Raymond Depardon
(notes sur La vie Moderne)
« Au commencement, il y a ces routes. Au bout de ces routes, il y a des fermes. ». Des routes qui relient des hommes. Des routes
escarpées et sinueuses, s’accrochant aux plateaux, traversant les
champs, sillonnant les bois, courant les vallons encaissés. Eté comme
hiver.
Ces
hommes et ces femmes, qui vivent dans ces endroits reculés, sont des
paysans. Ils ont donné figure au pays et aux paysages. Ils y travaillent
et y vivent encore. Certains d’entre eux, Raymond Depardon les connait
depuis longtemps, pour les avoir déjà approché dans ses deux
documentaires précédents (L'Approche 2001 et Le Quotidien 2005), d’autres, il les rencontre pour la première fois. La vie moderne
se présente donc comme une suite de portraits de ces personnes, reliée
par ces routes qu’emprunte Raymond Depardon pour leur rendre visite.
Assis dans leur
cuisine ou montrés dans le quotidien des gestes, jeunes ou vieux, ils
témoignent avec leurs mots, ou par leurs silences, de ce qu’ils
ressentent, vivent et envisagent aujourd’hui. Le monde rural a changé :
ces petites exploitations se meurent avec leurs propriétaires. Ceux qui
prennent la relève (ou tentent de la prendre) doivent faire face à des
mutations et à des changements de rythmes, de modes ou de philosophie
qu’impose le monde moderne. Ce qui était n’est plus et la transition ne
se fait pas sans douleurs ni sans renoncements.

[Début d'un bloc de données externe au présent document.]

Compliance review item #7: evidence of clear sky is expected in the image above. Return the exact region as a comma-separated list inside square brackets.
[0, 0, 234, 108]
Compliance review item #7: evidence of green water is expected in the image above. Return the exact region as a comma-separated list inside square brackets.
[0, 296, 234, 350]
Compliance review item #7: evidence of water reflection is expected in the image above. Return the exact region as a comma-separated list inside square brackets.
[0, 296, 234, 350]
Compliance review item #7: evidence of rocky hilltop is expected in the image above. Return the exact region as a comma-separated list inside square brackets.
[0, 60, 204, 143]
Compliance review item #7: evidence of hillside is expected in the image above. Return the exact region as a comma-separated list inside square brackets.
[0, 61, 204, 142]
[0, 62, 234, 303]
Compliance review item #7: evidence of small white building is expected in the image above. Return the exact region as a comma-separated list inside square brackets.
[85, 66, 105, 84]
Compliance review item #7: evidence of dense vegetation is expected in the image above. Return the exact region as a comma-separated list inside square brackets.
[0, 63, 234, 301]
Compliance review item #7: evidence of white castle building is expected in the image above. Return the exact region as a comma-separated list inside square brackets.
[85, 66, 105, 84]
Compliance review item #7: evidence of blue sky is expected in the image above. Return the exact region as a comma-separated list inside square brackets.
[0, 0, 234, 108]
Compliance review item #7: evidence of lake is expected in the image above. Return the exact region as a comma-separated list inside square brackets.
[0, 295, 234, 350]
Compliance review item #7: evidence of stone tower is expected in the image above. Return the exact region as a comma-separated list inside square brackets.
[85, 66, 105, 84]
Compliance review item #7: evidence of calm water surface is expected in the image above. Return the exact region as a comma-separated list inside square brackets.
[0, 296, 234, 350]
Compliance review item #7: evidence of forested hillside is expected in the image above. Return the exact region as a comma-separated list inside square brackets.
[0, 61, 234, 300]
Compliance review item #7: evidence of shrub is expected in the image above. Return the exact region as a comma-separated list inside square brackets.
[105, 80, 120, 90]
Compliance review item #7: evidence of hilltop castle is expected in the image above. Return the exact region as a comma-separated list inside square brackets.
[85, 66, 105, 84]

Pourtant, le film de Depardon ne se présente pas comme un plaidoyer. Il ne commente pas cet état de fait mais se contente d’en prendre acte. Depardon écoute et donne la parole à ceux qui ont aménagé et façonné le profil de ces terres. Avec amitié et attention, il les questionne. Les réponses
ne viennent pas toujours ou pas directement. Les visages filmés dans la
durée (comme les routes parcourues) finissent parfois par livrer, par
bribes, ce que les mots restent impuissants à dire. « La
grande singularité du cinéma de Depardon, qui le distingue radicalement
de tous les cinéastes documentaristes, est l’étrange nature, très
personnelle et complexe, d’une incroyable intelligence intuitive, de son
rapport au réel.» écrit Alain Bergala,
avant d’ajouter : « La saisie du réel, chez lui, ne dépend pas de la
réussite de la rencontre.
Au contraire, c’est souvent quand cette
rencontre est ratée que surgit dans le film pour le spectateur,
la pointe la plus vive du réel. […] A partir du réel, dont il a un
impérieux besoin pour passer à l’acte de filmer, Depardon ne cesse
d’élaborer du mythe et de l’autoportrait imaginaire. Mythe du désert,
mythe de la campagne, mythe de sa propre biographie de créateur, mythe
amoureux. La dimension mythique, cependant, ne se construit jamais aux
dépens du réel, ni en trichant le moins du monde avec lui, elle s’y
superpose mentalement sans en affecter la saisie brute. » et de
conclure : « un film de Depardon peut être à la fois le plus objectif
des documentaires (sur un état précis, en 2007, du monde paysan) et la
plus intime des confessions sur un moment de sa propre vie et de son
propre mythe d’homme et de créateur. »
(article initialement publié sur appeau vert overblog, le 06.11.2008 par ap)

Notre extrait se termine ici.